As for conditions at the Pole itself, though not definitely known in 1908, there was general agreement after the discoveries of Nansen aboard the drifting Fram in the mid-1890s that there was no land in the immediate vicinity of the Pole. Dr. Cook held this view himself. "The north pole is in the center of an imprisoned sea of ice," he wrote in 1904.  In fact, nearly every observation contained in his narrative is firmly grounded in the scientific theory of his time, whether correct or incorrect. 
    At the Pole, Cook set the thickness of the ice at 16 feet, a very common measurement in the central polar basin cited in other narratives, including Nansen's. Cook correctly said the ice drifted southeast over the Pole, but this might have been deduced from the drift course of the Fram.  
    About the only original scientific observation Cook published was to say that his magnetic compass pointed south toward the magnetic pole along the 97th  meridian when he was at the North Pole.  We now know from computer models that in 1908 the magnetic compass would have pointed along meridian 133 degrees 28.8 minutes west + or – 0.5 degrees. This leads to the logical conclusion that Cook did not actually determine magnetic declinations.  If he had done so, he would not have claimed that the compass pointed south along the 97th  west meridian.  Furthermore, there is no mention in his surviving notebooks that he did so, nor any observational record for magnetic declination among his papers. 
    Cook also places the temperature at the Pole ten degrees higher than south of it, in line with a long-held but incorrect contemporary scientific theory that the temperature would rise as the Pole was approached because of the constancy of sunlight.
    Contemporaneous scientific theory also led Cook to believe that each pole was depressed about 13 miles to compensate for a perceived equatorial bulge of 26 miles.  Today, satellites have revealed that instead of a depression, the earth bulges slightly at the North Pole—62 feet higher than if the earth were a perfect sphere. Given the theories of his time, however, perhaps Cook's only obvious gaff came in his description of the movements of the sun at the Pole—a concept, like celestial navigation and geomagnetism that requires a grasp of mathematical concepts.  Such concepts always gave Cook trouble.

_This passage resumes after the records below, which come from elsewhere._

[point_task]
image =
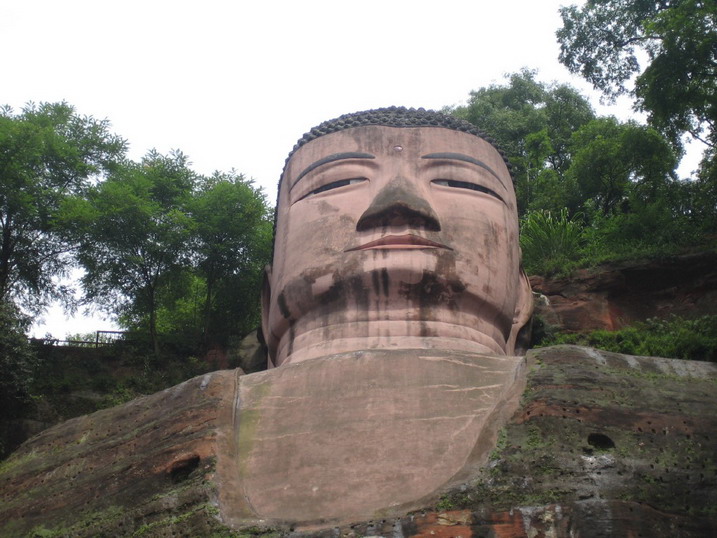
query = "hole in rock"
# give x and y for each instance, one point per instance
(600, 441)
(180, 470)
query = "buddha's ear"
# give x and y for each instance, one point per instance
(519, 338)
(265, 304)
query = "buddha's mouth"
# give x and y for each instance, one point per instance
(399, 242)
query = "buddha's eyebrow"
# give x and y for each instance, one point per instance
(464, 158)
(330, 159)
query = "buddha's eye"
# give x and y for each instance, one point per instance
(467, 185)
(335, 185)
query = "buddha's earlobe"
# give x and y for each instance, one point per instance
(265, 306)
(519, 338)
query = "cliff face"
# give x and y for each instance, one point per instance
(613, 296)
(601, 444)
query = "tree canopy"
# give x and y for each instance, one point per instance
(604, 39)
(533, 123)
(162, 246)
(47, 152)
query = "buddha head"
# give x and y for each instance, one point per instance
(395, 229)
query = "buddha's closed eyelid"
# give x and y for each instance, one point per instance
(457, 184)
(334, 185)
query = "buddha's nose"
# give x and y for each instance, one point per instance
(399, 204)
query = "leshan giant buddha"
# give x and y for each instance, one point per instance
(393, 311)
(396, 229)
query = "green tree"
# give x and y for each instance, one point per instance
(612, 160)
(133, 235)
(231, 232)
(18, 365)
(47, 153)
(603, 39)
(533, 123)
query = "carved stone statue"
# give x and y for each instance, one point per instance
(395, 229)
(394, 313)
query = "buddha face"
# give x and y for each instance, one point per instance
(395, 237)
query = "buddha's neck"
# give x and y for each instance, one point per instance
(302, 342)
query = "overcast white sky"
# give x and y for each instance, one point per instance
(234, 84)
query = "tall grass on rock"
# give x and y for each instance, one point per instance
(550, 242)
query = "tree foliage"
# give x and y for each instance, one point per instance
(603, 41)
(47, 152)
(133, 234)
(169, 250)
(612, 160)
(608, 186)
(231, 231)
(533, 123)
(18, 361)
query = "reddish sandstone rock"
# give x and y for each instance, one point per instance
(602, 445)
(615, 295)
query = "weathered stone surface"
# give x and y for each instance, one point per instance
(146, 465)
(601, 445)
(613, 296)
(354, 435)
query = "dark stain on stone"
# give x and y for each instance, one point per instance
(281, 300)
(374, 281)
(180, 470)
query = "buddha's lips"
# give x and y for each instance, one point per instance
(407, 241)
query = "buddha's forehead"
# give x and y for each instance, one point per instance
(402, 143)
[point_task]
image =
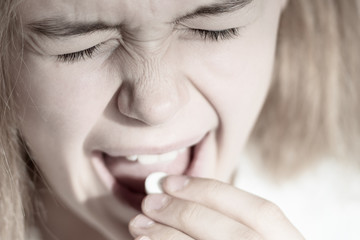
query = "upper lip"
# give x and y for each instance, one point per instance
(152, 150)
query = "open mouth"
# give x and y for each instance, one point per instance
(128, 173)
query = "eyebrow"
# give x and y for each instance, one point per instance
(58, 27)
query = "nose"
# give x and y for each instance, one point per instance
(151, 93)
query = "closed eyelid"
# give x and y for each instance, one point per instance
(59, 27)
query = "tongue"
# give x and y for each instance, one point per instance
(133, 174)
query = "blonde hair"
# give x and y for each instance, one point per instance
(312, 109)
(310, 112)
(14, 202)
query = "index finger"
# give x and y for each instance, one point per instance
(253, 211)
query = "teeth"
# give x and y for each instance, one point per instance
(148, 159)
(168, 156)
(132, 158)
(153, 159)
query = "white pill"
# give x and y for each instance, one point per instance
(153, 183)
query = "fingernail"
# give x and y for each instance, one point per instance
(176, 183)
(141, 221)
(156, 201)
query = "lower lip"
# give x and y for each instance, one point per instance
(130, 193)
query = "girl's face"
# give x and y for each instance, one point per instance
(175, 84)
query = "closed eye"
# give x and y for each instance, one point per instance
(217, 35)
(78, 56)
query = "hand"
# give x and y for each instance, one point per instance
(194, 208)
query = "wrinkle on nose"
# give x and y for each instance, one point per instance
(151, 94)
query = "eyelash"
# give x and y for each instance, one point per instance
(215, 36)
(77, 56)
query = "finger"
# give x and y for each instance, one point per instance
(142, 228)
(255, 212)
(196, 220)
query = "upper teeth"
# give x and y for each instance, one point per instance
(156, 158)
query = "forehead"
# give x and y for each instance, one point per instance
(110, 11)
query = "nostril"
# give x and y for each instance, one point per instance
(153, 105)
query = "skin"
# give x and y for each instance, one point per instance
(157, 86)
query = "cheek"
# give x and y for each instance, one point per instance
(58, 101)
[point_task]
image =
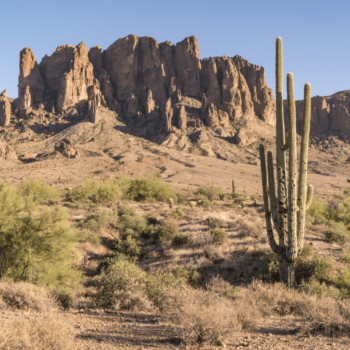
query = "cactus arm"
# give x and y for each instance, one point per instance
(292, 249)
(280, 138)
(310, 191)
(268, 216)
(302, 189)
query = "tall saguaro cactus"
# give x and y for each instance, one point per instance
(287, 209)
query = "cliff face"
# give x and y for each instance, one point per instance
(137, 76)
(329, 114)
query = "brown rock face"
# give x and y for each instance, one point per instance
(5, 109)
(137, 76)
(31, 86)
(329, 113)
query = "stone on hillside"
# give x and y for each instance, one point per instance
(5, 109)
(181, 117)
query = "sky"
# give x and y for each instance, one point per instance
(315, 34)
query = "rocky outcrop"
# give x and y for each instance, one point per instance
(328, 114)
(137, 76)
(7, 151)
(5, 109)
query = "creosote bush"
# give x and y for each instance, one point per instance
(97, 192)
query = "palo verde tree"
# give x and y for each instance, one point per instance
(287, 209)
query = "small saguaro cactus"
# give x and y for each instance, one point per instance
(287, 209)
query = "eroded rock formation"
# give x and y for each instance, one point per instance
(5, 109)
(137, 76)
(328, 113)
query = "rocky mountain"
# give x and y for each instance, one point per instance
(141, 79)
(330, 115)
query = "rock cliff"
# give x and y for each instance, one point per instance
(137, 77)
(329, 114)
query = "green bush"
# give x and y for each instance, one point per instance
(35, 247)
(341, 212)
(317, 268)
(97, 192)
(345, 256)
(314, 286)
(213, 223)
(38, 190)
(210, 192)
(165, 234)
(337, 232)
(130, 247)
(145, 189)
(318, 212)
(180, 239)
(123, 285)
(96, 221)
(218, 236)
(86, 235)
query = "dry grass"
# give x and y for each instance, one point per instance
(42, 332)
(25, 296)
(206, 317)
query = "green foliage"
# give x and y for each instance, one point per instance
(180, 239)
(218, 236)
(145, 189)
(36, 248)
(345, 256)
(86, 235)
(165, 234)
(96, 221)
(118, 285)
(38, 190)
(97, 192)
(343, 282)
(314, 286)
(211, 192)
(337, 232)
(213, 223)
(317, 268)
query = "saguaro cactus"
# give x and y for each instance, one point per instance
(287, 210)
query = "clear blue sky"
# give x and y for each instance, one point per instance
(315, 33)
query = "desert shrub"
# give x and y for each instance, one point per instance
(129, 220)
(35, 247)
(165, 234)
(345, 256)
(341, 212)
(97, 192)
(205, 317)
(317, 268)
(337, 232)
(254, 231)
(96, 221)
(26, 296)
(43, 332)
(318, 212)
(314, 286)
(86, 235)
(180, 239)
(38, 190)
(218, 236)
(130, 247)
(343, 282)
(192, 277)
(118, 285)
(177, 214)
(213, 223)
(146, 188)
(210, 192)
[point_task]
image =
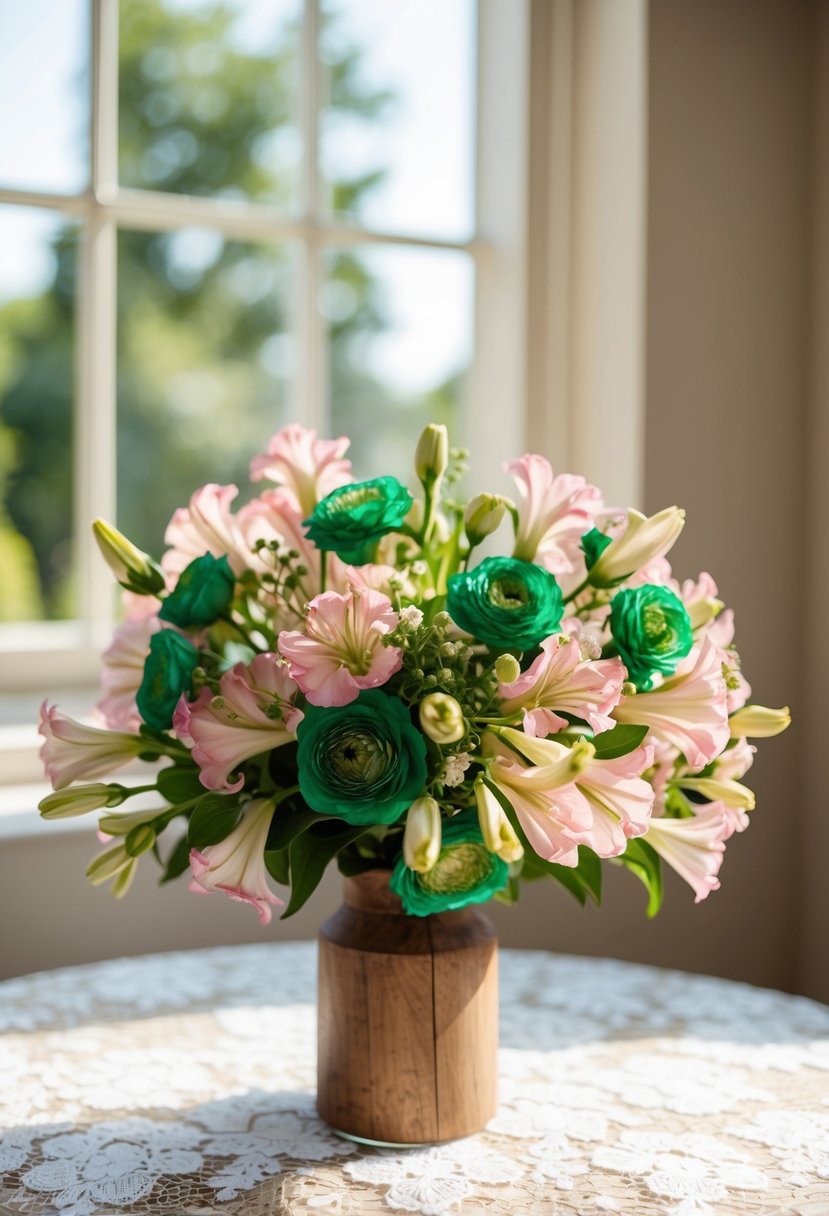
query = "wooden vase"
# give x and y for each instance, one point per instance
(407, 1019)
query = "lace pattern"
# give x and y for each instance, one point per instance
(185, 1084)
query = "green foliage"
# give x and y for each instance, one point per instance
(310, 853)
(213, 818)
(643, 861)
(618, 742)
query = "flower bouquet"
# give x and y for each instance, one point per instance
(336, 671)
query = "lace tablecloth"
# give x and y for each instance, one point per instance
(184, 1084)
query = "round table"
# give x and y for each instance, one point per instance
(184, 1084)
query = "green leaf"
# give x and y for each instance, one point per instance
(178, 861)
(288, 822)
(618, 742)
(641, 859)
(140, 839)
(179, 784)
(278, 866)
(310, 853)
(213, 818)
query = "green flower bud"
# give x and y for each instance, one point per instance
(432, 454)
(204, 592)
(364, 763)
(441, 718)
(466, 872)
(168, 673)
(422, 834)
(483, 516)
(507, 669)
(759, 722)
(133, 568)
(506, 603)
(652, 631)
(353, 518)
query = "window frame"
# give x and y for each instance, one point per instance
(67, 653)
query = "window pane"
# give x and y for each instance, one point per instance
(37, 369)
(398, 133)
(44, 95)
(208, 97)
(400, 325)
(204, 360)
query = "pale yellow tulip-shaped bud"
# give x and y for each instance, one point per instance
(65, 804)
(759, 722)
(483, 516)
(704, 611)
(495, 827)
(644, 539)
(721, 789)
(432, 454)
(441, 718)
(422, 834)
(507, 669)
(133, 568)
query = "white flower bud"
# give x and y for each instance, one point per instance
(133, 568)
(432, 454)
(643, 540)
(495, 827)
(759, 722)
(441, 718)
(483, 516)
(422, 834)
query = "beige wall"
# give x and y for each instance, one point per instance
(732, 412)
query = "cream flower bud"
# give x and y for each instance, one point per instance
(721, 789)
(759, 722)
(643, 540)
(507, 669)
(441, 718)
(422, 834)
(432, 454)
(65, 804)
(483, 516)
(495, 827)
(133, 568)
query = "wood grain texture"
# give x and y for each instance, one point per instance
(407, 1019)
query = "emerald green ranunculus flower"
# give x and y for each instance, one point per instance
(168, 673)
(353, 518)
(506, 602)
(593, 544)
(466, 872)
(203, 592)
(364, 763)
(652, 630)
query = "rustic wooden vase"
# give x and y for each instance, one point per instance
(407, 1019)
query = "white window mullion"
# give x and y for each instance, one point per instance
(309, 399)
(497, 382)
(95, 437)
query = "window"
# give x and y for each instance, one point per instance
(221, 214)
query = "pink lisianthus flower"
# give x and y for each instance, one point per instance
(253, 713)
(74, 752)
(340, 649)
(306, 467)
(688, 710)
(554, 513)
(236, 865)
(607, 797)
(559, 680)
(694, 846)
(123, 671)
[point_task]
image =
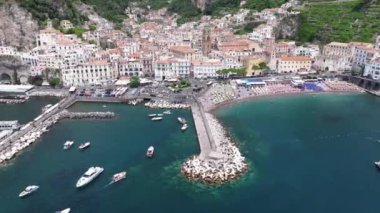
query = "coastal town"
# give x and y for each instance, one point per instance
(161, 64)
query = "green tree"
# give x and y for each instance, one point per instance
(54, 82)
(134, 82)
(36, 80)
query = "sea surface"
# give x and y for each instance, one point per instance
(311, 153)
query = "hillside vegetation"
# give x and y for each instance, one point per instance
(357, 20)
(114, 10)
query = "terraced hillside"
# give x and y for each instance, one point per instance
(357, 20)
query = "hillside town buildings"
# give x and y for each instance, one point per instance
(159, 48)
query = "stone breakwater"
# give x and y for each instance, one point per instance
(135, 102)
(228, 166)
(12, 101)
(14, 144)
(86, 115)
(165, 105)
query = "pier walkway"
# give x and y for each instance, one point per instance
(63, 104)
(206, 141)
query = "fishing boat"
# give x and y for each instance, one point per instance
(28, 190)
(181, 120)
(150, 152)
(377, 164)
(67, 145)
(156, 118)
(184, 127)
(89, 176)
(84, 145)
(118, 177)
(64, 211)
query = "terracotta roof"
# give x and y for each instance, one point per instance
(182, 49)
(295, 58)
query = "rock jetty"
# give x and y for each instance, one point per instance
(16, 142)
(135, 102)
(216, 170)
(86, 115)
(162, 104)
(12, 101)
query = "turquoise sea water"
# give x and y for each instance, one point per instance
(306, 153)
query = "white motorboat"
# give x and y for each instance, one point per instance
(150, 152)
(377, 164)
(28, 190)
(89, 176)
(156, 118)
(84, 145)
(67, 144)
(118, 177)
(184, 127)
(181, 120)
(64, 211)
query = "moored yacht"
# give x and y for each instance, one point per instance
(28, 190)
(118, 177)
(181, 120)
(156, 118)
(150, 152)
(64, 211)
(377, 164)
(84, 145)
(68, 144)
(89, 176)
(184, 127)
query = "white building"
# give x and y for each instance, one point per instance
(98, 72)
(4, 50)
(294, 64)
(206, 68)
(171, 68)
(131, 68)
(372, 69)
(261, 32)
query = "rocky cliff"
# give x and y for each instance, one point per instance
(17, 27)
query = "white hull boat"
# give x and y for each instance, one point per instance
(84, 145)
(28, 190)
(150, 152)
(89, 176)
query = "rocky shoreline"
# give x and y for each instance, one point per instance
(12, 101)
(229, 166)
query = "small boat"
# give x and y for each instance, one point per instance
(118, 177)
(156, 118)
(150, 152)
(28, 190)
(89, 176)
(84, 145)
(64, 211)
(184, 127)
(67, 145)
(181, 120)
(377, 164)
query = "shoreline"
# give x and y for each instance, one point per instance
(230, 103)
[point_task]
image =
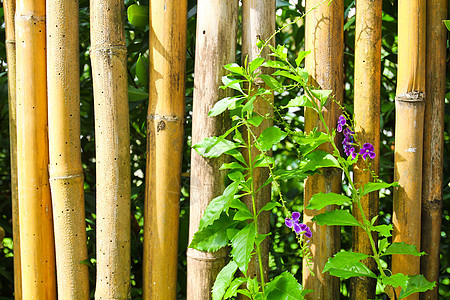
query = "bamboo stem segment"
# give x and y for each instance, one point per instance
(112, 133)
(215, 47)
(433, 142)
(165, 119)
(35, 207)
(324, 37)
(367, 126)
(410, 106)
(258, 22)
(9, 7)
(66, 173)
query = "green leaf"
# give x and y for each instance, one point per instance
(354, 270)
(135, 94)
(256, 63)
(219, 205)
(272, 82)
(300, 57)
(235, 68)
(336, 217)
(402, 248)
(234, 286)
(210, 148)
(320, 200)
(416, 284)
(243, 243)
(142, 70)
(269, 137)
(214, 236)
(375, 186)
(322, 95)
(343, 259)
(138, 15)
(284, 287)
(223, 280)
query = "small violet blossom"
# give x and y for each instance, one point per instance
(367, 150)
(299, 228)
(341, 122)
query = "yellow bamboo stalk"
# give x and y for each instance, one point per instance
(410, 105)
(215, 47)
(258, 21)
(9, 8)
(35, 207)
(168, 29)
(66, 172)
(324, 37)
(367, 126)
(112, 134)
(433, 142)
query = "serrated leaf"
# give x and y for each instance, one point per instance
(223, 280)
(336, 217)
(320, 200)
(416, 284)
(243, 243)
(375, 186)
(403, 248)
(138, 15)
(342, 259)
(284, 287)
(269, 137)
(214, 236)
(219, 205)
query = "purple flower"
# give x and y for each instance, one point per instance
(341, 122)
(367, 149)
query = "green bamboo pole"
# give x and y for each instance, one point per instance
(35, 207)
(66, 173)
(367, 126)
(165, 119)
(215, 47)
(409, 120)
(433, 142)
(324, 37)
(112, 139)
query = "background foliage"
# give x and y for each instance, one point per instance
(284, 247)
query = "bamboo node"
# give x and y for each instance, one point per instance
(414, 96)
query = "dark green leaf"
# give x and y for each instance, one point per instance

    Cook originally described his observations of the sun at the North Pole like this: “In two days' observations it was determined that the sun circled the horizon always at the same elevation, from which resulted the only possible proof that the pole was actually reached.”

    Of course, the sun does not do this at all, but actually rises spirally, higher and higher, until June 21, then it begins to sink spirally until September 22, when it sets. On April 21 and 22 the sun would have appeared to rise, respectively, 20' 33 seconds and 20' 21 seconds daily, but Cook did not include this in his reports until the publication of his book in 1911. 
    Moreover, many of Cook’s more commonplace scientific observations about the central Arctic Ocean have proved incorrect.  Cook said it was “a dead world of ice” .  This was the popular view at the time, but the arctic pack is not a “sterile sea,” nor has it been so reported by travelers toward the Pole since 1908.  Polar bears have been seen above the 88th parallel. Since bears sit at the top of the Arctic's food pyramid, their presence implies a complete chain of life below them.
    As early as 1914, the Scottish Geographical Magazine summed up all the observations of Cook's polar narrative and found in them nothing startlingly original:  “With a knowledge of Peary's Crocker Land, found in 1906, Peary's land ice near 86 degrees N., found the same year, and the experience in polar travel, which Dr. Cook certainly had, both in the Arctic and Antarctic, we submit that an imaginative man, taking into account probabilities, had an easy task in writing the story, and surely any man of even average education could write of the pole as ‘an endless field of purple snows. No life. No land.’
    The more plausible hypothesis is that Cook never traveled as far north as the alleged Crocker Land, but turned back at or about the Big Lead and unwilling to admit defeat in the project which he asserts was his life's ambition, proceeded to write his story from the data previously outlined by Peary.”